Protest that endures, I think, is moved by a hope far more modest than that of public success: namely, the hope of preserving qualities in one's own heart and spirit that would be destroyed by acquiescence. 
- Wendell Berry, What Are People For?

Berry's book
I read this years ago, and go back to it whenever I hear outside or start to feel inside the logic that says, you are doomed to fail, so, don't. Don't speak. Don't act. Don't protest. Don't fail. Don't resist. Don't try. This, says Berry, is the voice that destroys a sense of nobility. It makes doing the result of the cold calculus of winning. Why vote? My candidate won't win. Why argue? My argument won't win the day. Why speak up? My voice will be swamped. Berry asks us to contemplate that the answer, like the question, is radically individualistic. The sentence is alive. The interjection I think quietly sets up the stakes involved for the individual actor. The modifier namely bids us remember that it is the individual who is in the balance. Like Finn in the new Star Wars. And then there is the deft insertion of the word acquiescence to punctuate the flourish. Etymologically, there is, I think, no connection to essence, in the sense of to be. But phonically there is. As a whole, the sentence reminds me that not doing is also doing, and that going silent can be a death.






Maya Angelou
And those dead folks would give anything at all for just five minutes of this weather or ten minutes of plowing.
- Maya Angelou

The sentence is remarkable for many reasons, but what I admire most is the pronoun this in front of the noun weather. Choosing the vague this contravenes the advice of the style guides I learned from. Be concrete, be specific, they taught. In this case, though, a list of concrete, specific weather words (good, bad, cold, sunny, rainy, calm, wintry) would only work against Angelou's purpose, which seems to be that what matters is now, and that now is on the move, falling away, made of perishable minutes.

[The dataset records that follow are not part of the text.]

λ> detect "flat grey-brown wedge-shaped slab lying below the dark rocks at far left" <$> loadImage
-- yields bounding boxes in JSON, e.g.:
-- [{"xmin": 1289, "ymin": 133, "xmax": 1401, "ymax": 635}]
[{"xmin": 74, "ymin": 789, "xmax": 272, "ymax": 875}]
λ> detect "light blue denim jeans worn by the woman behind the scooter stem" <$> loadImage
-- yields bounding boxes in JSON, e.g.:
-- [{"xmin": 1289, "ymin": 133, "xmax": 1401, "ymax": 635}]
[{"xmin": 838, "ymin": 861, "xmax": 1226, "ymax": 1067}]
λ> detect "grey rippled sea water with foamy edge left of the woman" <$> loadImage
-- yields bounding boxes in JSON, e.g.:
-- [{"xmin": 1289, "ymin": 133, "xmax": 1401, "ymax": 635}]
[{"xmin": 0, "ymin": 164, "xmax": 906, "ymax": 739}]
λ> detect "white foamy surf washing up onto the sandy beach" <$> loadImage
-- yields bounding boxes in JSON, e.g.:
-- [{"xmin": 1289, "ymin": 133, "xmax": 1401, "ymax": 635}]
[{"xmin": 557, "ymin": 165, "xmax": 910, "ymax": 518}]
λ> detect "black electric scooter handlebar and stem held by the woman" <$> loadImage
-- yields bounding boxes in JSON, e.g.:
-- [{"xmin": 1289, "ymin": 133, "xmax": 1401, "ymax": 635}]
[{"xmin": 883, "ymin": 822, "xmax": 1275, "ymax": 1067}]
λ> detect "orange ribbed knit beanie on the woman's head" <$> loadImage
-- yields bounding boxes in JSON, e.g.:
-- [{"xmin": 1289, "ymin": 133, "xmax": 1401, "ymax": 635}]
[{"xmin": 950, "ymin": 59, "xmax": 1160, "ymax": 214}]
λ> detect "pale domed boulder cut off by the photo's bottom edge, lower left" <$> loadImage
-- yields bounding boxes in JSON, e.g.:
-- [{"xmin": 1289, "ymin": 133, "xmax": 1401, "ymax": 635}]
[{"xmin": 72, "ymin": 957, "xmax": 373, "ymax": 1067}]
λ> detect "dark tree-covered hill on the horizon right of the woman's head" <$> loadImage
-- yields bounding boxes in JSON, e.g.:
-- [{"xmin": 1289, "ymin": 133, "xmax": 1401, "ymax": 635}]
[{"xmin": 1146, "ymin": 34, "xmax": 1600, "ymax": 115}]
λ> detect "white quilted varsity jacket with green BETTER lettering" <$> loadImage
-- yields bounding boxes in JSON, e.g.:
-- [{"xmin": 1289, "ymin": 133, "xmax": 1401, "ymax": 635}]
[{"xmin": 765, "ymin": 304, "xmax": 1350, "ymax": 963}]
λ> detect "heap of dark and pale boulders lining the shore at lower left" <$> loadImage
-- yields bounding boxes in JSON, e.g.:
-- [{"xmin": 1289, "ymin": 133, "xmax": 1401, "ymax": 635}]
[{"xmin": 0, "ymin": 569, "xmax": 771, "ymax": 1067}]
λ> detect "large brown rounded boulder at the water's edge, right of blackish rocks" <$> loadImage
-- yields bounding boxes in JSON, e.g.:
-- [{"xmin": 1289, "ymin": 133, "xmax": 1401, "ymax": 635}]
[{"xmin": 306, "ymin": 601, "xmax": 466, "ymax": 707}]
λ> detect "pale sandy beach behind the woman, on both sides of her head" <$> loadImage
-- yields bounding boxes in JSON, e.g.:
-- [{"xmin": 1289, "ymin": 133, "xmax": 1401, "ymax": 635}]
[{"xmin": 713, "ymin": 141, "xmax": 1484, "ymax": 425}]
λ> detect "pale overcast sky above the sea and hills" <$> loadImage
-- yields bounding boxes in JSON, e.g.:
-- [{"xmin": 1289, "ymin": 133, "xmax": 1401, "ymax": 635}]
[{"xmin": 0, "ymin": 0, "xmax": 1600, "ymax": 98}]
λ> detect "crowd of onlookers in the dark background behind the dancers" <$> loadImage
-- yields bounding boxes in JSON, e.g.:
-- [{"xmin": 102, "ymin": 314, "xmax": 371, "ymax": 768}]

It is as vain to try to house passing time as it is to yoke the weather to an adjective. This sentence makes it impossible to complain about the weather—as if we would always be able to complain about the weather. Which is what those dead folks have just learned.





Boyhood Island




Within a couple of minutes, the whole scene had evaporated, and the pitch was empty.
- Karl Ove Knausgaard, Boyhood Island

You could try to write a sentence to try to capture the sad way that time makes childhood vanish. Or you could choose the verb evaporated, and suggest to the reader that we are made of tears.